12 lat dla Predatora

Dodano:   /  Zmieniono: 
Na karę 12 lat pozbawienia wolności sąd skazał Grzegorza M. ps. Predator oskarżonego o kierowanie grupą przestępczą o charakterze zbrojnym i podżegania do zabójstwa członka konkurencyjnego gangu.
Sąd uznał go za winnego udziału w zorganizowanej grupie przestępczej działającej na terenie Olsztyna, zajmującej się rozprowadzaniem narkotyków oraz podżegania do zabójstwa jednego z członków konkurencyjnej grupy przestępczej.
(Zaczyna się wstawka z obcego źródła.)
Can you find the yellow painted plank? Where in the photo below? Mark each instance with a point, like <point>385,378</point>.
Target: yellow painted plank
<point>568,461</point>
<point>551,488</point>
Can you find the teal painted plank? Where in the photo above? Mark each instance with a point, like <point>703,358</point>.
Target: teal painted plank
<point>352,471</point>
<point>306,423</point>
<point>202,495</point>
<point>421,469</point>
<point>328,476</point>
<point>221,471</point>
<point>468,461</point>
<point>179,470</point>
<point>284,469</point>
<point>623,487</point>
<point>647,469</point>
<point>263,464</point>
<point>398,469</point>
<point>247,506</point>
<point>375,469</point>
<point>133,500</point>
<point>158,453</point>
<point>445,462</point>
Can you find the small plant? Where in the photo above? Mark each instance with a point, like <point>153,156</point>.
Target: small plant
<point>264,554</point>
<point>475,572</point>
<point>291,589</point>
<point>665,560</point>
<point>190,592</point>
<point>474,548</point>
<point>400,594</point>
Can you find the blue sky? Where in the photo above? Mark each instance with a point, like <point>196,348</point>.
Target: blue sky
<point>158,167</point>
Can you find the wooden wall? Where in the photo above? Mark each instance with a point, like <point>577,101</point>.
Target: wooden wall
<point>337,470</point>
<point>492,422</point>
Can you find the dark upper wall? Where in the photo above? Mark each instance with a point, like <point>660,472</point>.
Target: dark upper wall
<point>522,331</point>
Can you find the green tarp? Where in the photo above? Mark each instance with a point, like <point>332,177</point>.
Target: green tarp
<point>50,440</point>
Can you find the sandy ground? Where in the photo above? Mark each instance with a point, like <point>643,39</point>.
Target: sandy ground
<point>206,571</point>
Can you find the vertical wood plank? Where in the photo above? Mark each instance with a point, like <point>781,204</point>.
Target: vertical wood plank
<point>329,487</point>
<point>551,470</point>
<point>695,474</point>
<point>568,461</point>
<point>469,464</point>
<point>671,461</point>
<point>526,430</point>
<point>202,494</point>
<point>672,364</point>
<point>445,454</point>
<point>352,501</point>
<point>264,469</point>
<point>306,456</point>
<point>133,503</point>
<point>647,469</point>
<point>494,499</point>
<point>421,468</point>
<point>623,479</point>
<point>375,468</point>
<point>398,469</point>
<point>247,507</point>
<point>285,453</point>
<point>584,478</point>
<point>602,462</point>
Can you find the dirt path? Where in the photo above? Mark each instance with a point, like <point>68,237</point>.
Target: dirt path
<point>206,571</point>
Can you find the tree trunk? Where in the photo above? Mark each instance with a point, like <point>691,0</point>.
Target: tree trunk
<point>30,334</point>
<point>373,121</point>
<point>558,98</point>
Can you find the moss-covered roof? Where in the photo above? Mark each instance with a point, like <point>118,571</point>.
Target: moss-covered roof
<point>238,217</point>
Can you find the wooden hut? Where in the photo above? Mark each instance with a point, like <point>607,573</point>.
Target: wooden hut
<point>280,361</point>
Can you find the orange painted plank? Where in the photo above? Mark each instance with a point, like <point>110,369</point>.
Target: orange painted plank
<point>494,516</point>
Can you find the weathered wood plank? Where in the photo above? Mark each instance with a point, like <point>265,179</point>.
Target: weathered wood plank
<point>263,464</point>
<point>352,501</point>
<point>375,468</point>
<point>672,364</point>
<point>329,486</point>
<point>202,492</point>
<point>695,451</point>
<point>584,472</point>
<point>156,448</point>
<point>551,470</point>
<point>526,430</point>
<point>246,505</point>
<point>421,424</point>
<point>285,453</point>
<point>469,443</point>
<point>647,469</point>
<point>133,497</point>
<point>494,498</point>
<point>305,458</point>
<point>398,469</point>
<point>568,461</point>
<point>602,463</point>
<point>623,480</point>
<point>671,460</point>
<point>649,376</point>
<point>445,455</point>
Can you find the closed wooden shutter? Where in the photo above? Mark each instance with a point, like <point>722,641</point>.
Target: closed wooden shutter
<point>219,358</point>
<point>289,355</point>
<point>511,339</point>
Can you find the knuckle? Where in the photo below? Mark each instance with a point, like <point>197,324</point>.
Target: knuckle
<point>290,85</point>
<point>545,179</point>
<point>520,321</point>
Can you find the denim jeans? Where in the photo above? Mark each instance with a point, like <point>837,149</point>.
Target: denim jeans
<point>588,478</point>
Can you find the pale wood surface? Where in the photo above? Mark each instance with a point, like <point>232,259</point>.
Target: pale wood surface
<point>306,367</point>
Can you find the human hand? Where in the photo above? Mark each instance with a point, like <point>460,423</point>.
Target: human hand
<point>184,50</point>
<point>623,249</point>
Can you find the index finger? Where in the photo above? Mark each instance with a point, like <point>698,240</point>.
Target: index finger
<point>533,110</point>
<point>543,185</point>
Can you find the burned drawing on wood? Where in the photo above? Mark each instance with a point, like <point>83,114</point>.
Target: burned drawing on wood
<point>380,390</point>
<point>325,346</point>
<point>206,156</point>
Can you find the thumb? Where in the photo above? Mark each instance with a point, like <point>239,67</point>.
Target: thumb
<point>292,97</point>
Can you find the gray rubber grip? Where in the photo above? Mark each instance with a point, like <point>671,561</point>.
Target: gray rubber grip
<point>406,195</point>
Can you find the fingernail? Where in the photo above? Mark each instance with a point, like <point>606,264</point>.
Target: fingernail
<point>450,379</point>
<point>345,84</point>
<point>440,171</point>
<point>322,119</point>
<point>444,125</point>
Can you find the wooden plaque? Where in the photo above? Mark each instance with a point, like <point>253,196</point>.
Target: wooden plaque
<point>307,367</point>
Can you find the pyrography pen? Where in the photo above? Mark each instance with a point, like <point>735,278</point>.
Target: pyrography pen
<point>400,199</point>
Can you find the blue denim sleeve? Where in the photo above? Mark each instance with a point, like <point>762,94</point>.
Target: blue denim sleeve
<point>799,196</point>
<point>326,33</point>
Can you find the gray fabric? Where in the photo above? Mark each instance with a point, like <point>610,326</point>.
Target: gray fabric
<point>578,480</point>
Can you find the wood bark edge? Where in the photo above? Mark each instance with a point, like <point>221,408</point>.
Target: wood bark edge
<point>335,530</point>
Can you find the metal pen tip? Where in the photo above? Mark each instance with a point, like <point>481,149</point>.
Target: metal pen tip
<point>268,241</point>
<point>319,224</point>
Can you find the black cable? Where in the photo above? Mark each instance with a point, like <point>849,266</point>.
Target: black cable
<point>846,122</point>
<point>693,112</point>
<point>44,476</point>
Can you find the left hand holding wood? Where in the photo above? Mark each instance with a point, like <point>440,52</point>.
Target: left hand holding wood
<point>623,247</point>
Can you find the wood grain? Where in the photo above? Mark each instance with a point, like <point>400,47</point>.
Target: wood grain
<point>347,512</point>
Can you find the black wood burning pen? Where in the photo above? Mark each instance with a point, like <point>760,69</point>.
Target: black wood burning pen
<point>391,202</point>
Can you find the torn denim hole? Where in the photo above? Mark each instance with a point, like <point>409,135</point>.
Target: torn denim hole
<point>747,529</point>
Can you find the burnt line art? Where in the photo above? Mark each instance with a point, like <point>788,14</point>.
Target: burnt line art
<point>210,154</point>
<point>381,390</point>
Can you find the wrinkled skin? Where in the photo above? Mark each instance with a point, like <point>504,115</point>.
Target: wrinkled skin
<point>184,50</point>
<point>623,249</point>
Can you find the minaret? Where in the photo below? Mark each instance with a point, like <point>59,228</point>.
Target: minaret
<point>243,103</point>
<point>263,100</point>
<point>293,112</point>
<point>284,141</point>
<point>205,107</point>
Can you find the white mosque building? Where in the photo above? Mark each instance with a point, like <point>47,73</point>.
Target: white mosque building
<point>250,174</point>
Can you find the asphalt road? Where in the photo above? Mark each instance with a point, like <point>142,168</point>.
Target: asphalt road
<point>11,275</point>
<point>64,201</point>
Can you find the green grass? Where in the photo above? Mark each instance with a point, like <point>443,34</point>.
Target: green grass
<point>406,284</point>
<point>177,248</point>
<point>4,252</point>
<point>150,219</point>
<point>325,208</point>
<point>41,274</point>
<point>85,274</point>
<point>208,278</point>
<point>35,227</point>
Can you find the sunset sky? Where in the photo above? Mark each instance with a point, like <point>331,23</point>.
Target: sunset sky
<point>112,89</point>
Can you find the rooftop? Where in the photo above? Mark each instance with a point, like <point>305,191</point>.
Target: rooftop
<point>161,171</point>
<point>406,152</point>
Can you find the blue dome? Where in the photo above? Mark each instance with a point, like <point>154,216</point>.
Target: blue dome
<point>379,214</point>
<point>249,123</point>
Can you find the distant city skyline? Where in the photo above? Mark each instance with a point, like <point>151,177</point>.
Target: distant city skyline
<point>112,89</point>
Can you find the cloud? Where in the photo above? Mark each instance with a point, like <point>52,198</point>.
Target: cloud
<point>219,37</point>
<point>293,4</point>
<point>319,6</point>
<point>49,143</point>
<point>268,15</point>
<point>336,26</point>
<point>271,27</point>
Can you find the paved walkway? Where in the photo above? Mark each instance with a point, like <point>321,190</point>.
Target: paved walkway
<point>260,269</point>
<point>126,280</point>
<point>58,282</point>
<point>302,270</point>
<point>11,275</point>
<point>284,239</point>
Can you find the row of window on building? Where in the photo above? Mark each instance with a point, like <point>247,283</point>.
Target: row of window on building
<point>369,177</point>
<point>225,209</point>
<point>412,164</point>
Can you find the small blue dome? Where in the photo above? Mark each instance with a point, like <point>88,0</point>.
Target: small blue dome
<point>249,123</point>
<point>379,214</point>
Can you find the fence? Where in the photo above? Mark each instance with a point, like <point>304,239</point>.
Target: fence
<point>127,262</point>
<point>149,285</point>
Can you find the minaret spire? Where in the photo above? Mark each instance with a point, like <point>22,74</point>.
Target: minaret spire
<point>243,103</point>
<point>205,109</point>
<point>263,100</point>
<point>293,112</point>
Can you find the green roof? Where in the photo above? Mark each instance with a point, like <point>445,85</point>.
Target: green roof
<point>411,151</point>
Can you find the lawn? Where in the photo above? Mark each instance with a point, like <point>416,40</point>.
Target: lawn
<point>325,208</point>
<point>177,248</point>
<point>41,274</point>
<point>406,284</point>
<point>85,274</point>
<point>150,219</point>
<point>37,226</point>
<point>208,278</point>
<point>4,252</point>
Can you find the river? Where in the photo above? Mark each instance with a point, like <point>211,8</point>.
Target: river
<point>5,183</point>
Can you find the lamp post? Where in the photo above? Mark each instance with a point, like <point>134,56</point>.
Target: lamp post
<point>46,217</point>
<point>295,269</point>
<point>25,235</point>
Wyrok nie jest prawomocny.

Jak powiedziała sędzia Beata Faralisz, uzasadniając wyrok w toku procesu, nie udało się udowodnić, że "Predator" współkierował grupą. "Byli świadkowie, którzy domniemywali, że "Predator" był +prawą ręką+ Orzełka, ale nie udało się tego stwierdzić ponad wszelką wątpliwość" - podkreśliła.

Sąd ustalił w czasie procesu, że na początku lat 90. zawiązała się grupa o charakterze zbrojnym dysponująca bronią i materiałami wybuchowymi, na czele której stał Piotr M. ps. Troll. Grupa zajmowała się rozprowadzaniem narkotyków. Do tego gangu dołączyły potem dwie nowe osoby Jarosław R. ps. Orzełek i Grzegorz M. ps. Predator.

Zadaniem tego ostatniego było kontaktowanie się z dilerami narkotykowymi i nakłanianie ich do współpracy z grupą "Trolla". Gdy nie godzili się na współpracę, byli bici.

Na przełomie 2000 i 2001 roku planowano zabójstwo członka konkurencyjnej grupy narkotykowej. Sąd ustalił, że z wykonawcą zabójstwa kontaktował się Grzegorz M. Dostarczył mu broń i  amunicję. Do zabójstwa jednak nie doszło, bo wykonawca zlecenia zaczął obawiać się o swoje życie i wcześniej zgłosił się do  prokuratury, deklarując współpracę z organami ścigania i zostając świadkiem koronnym.

Gdy policja zatrzymywała kolejnych członków gangu "Trolla" i  "Orzełka", "Predator" uciekł za granicę. Poszukiwany międzynarodowym listem gończym został zatrzymany w Czechach.